Take Don Scribner, a former engineer who decided to buy a seafood restaurant in Hurst, Texas, one that had been in business for nearly 20 years and had strong cash flow.
He thought the deal would appeal to bank loan officers, but they proved coy.
One bank that seemed interested in making him the $300,000 loan changed its lending requirements midstream, deciding it would no longer lend money on restaurants without real estate. (The eatery was leasing its space.)
Scribner found another lender and spent a month filing paperwork. But three days before that loan was to close, the bank pulled out.
“They never called me back,” he said. “They didn’t want to talk about it.”
Loans that banks would have approved readily a year ago don’t pass muster today.
“It’s just like in the home market,” said Alex Vantarakis, who runs a business brokerage in Dallas. “Everything has to be perfect. Otherwise, the whole package is shot down.”

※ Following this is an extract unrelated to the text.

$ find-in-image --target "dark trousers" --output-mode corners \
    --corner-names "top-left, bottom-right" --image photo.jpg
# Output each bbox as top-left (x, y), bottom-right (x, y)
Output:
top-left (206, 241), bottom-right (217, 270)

Even in a good economy, entrepreneurs find it harder to raise money for their projects. Today, they face the tightest credit market in nearly a decade.

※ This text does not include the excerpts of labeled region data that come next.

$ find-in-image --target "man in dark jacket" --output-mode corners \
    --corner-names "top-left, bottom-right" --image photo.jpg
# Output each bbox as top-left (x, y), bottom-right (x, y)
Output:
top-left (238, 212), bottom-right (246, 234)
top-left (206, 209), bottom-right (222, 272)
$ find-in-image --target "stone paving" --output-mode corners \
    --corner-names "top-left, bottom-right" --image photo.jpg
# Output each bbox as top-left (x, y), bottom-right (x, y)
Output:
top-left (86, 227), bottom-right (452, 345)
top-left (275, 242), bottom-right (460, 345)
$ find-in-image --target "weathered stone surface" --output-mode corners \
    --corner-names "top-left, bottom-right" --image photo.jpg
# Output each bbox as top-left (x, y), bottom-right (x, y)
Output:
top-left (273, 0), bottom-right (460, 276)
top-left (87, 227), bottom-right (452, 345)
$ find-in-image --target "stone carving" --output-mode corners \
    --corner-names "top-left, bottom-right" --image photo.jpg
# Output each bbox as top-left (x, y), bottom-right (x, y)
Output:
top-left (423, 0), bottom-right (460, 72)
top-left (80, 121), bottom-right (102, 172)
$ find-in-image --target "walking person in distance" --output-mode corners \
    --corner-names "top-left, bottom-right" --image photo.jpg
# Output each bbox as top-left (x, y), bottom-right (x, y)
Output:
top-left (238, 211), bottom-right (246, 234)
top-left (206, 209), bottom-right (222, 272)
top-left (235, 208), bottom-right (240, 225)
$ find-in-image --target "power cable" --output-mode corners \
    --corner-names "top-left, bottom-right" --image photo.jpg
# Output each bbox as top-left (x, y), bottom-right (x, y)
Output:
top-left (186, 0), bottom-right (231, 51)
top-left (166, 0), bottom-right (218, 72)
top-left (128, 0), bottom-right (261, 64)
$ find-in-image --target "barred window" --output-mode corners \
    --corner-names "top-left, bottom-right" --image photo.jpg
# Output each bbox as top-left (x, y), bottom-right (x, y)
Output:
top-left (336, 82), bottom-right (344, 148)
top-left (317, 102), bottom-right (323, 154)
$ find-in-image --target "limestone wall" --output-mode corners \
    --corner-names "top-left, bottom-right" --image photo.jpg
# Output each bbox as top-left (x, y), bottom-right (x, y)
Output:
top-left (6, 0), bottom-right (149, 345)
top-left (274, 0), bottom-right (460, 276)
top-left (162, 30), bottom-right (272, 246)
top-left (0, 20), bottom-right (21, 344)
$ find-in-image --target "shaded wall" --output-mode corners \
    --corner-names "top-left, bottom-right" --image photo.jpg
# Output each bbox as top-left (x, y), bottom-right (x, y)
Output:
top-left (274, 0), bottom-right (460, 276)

Vantarakis’ company connects buyers and sellers of small companies, giving him a front-row seat to the turmoil’s impact on Main Street. He didn’t see it at first, he said, but realizes now that lenders started pulling back on capital around the first of the year, regardless of how solid the underlying business.
Some businesses, such as printing companies and gas stations, have been deemed too risky and are not being financed. Anything to do with the “c-word” — construction — is radioactive, business brokers say.

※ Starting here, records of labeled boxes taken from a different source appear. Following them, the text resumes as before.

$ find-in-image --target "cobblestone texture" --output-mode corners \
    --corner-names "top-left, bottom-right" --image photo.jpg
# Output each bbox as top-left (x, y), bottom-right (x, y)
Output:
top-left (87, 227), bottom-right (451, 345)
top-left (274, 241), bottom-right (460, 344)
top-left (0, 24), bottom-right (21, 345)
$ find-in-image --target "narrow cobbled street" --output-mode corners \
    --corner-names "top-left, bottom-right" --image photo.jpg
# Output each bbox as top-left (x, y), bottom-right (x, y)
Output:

“It’s weird because it’s not the same criteria at every bank that’s being changed,” Vantarakis said.
Adding to the difficulty, brokers say, is a change in the U.S. Small Business Administration’s rules regarding certain types of loans. For example, the agency will no longer guarantee the goodwill portion of a loan for a service company.
But that should affect only a small number of loans, said Herbert Austin, director of the SBA’s North Texas district office.
The SBA can guarantee loans only after they’re made by banks, he said.
“If the banks have chosen to look at credit differently because of market conditions, we don’t have that much control,” Austin said. “We don’t make direct loans.”
The money spigot is not likely to open up further anytime soon. The Federal Reserve recently reported that the share of banks tightening loan availability to small businesses surged to a record high of 65.3 percent in the third quarter, up from 7.7 percent a year ago, according to its monthly survey of senior loan officers.
Vantarakis said he’s trying to stay focused on the long term. Despite a drop-off in deal volume, he’s invested about $3,000 in a new Web site and hired a telemarketer and business development officer.